Anyway, as part of its (exhaustive) Birth of the Constitution of Japan online exhibit, the National Diet Library has made public the Imperial Diet records from September 1945 (after the Allied forces first landed in Japan) until March 1947 (when it was shut down leading up to Japan’s new constitution). I certainly hope they’ll release the rest of the records going back to 1889. Incidentally, the entirety of Japan’s laws dating back to the Meiji constitution is available here in case you were wondering.

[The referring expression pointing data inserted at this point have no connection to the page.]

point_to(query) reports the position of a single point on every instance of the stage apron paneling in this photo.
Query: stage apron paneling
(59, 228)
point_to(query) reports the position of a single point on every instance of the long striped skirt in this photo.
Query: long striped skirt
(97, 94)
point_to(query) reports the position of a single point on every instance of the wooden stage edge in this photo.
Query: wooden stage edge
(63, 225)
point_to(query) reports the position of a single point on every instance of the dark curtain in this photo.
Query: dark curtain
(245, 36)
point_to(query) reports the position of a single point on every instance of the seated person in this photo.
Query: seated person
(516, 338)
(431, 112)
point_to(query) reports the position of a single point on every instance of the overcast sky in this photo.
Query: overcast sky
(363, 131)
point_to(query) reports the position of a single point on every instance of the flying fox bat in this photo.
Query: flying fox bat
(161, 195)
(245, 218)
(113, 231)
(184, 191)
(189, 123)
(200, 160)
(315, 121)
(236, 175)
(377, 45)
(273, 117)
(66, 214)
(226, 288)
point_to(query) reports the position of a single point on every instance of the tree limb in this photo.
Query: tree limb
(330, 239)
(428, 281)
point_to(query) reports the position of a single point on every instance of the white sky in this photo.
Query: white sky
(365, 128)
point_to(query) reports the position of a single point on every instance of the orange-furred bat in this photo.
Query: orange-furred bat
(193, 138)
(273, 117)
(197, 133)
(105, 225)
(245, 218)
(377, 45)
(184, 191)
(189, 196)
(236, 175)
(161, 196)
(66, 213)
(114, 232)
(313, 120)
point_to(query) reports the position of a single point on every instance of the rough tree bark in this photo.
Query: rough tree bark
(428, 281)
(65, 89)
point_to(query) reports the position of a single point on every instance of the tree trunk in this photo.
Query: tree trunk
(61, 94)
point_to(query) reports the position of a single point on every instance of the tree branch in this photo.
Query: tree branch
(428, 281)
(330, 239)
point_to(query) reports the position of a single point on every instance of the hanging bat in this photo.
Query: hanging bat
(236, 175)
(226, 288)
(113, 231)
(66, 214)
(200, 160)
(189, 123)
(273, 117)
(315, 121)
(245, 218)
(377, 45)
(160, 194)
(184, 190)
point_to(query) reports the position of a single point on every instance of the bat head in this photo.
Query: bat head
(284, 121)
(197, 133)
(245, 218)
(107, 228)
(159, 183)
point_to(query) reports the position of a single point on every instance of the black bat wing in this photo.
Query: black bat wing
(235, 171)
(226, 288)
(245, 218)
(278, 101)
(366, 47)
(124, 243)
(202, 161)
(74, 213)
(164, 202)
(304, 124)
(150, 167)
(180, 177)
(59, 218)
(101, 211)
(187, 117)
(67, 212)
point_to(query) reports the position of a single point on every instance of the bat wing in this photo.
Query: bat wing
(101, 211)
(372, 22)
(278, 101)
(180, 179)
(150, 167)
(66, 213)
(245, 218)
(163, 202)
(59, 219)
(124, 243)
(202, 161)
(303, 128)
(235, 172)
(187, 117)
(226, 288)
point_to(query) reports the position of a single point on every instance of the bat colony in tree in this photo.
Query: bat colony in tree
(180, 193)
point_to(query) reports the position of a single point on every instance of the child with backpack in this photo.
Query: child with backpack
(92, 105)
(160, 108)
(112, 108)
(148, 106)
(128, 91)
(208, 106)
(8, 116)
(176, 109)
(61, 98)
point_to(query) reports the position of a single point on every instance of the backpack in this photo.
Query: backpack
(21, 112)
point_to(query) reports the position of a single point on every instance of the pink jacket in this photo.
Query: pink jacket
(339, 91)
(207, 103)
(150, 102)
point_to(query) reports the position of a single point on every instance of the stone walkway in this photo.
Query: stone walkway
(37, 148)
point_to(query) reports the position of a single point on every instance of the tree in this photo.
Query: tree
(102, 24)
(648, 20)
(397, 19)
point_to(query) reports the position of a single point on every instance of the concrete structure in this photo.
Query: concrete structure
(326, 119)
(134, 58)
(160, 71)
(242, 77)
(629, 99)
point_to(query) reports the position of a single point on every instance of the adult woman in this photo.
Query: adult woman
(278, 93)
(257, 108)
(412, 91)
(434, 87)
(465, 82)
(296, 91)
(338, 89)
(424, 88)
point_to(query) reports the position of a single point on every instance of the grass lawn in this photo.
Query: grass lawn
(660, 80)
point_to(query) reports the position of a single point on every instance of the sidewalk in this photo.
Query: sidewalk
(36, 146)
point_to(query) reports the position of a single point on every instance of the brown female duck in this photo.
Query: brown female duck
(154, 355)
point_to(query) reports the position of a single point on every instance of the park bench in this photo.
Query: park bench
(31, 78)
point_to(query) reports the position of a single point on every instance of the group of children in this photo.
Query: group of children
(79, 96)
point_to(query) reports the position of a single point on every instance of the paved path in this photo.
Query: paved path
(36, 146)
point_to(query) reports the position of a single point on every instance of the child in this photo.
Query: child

The records (written in old-style Japanese) are a rather difficult read, but here’s a random sample from Japan’s first postwar prime minister, Shigeru Yoshida:
November 29, 1945 (When Yoshida was Foreign Minister):
State Minister Shigeru Yoshida: As to Mr. Fuke’s question, I regret that there was a problem with my answer, I apologize… so I will answer once again. The whereabouts of our compatriots in Manchuria and North Korea is extremely important, I worry on it night and day, and we are making all possible efforts by various means, but while it is truly regrettable, we have not as of yet been able to acquire accurate information. We do receive bits of lopsided information from time to time. According to what we’ve received, depending on the region, conditions are better than imagined in some places and cause us concern in others. In other words, in Southern Manchuria and other areas, it seems that even order has been gradually restored, and there are even those who are calmly attending to their work in some parts. However, we cannot definitively know the actual conditions, so it is truly regrettable that we are not at a stage where we can give satisfactory explanations to our citizens who have families in the various areas. When we are there, we will report such through the Diet, and as we receive information, we will report it in an appropriate manner. (applause)
Hm, not the best random sampling, but believe me this is a good thing.
Little-known fact: The word “baka” (idiot) was uttered 173 times in the Imperial Diet’s final year and a half, often (based on a cursory glance at the results) in reference to dangerous left-wing elements such as labor unions. Compare that to the 7 times the word’s been said in the modern-day National Diet in the past 5 years.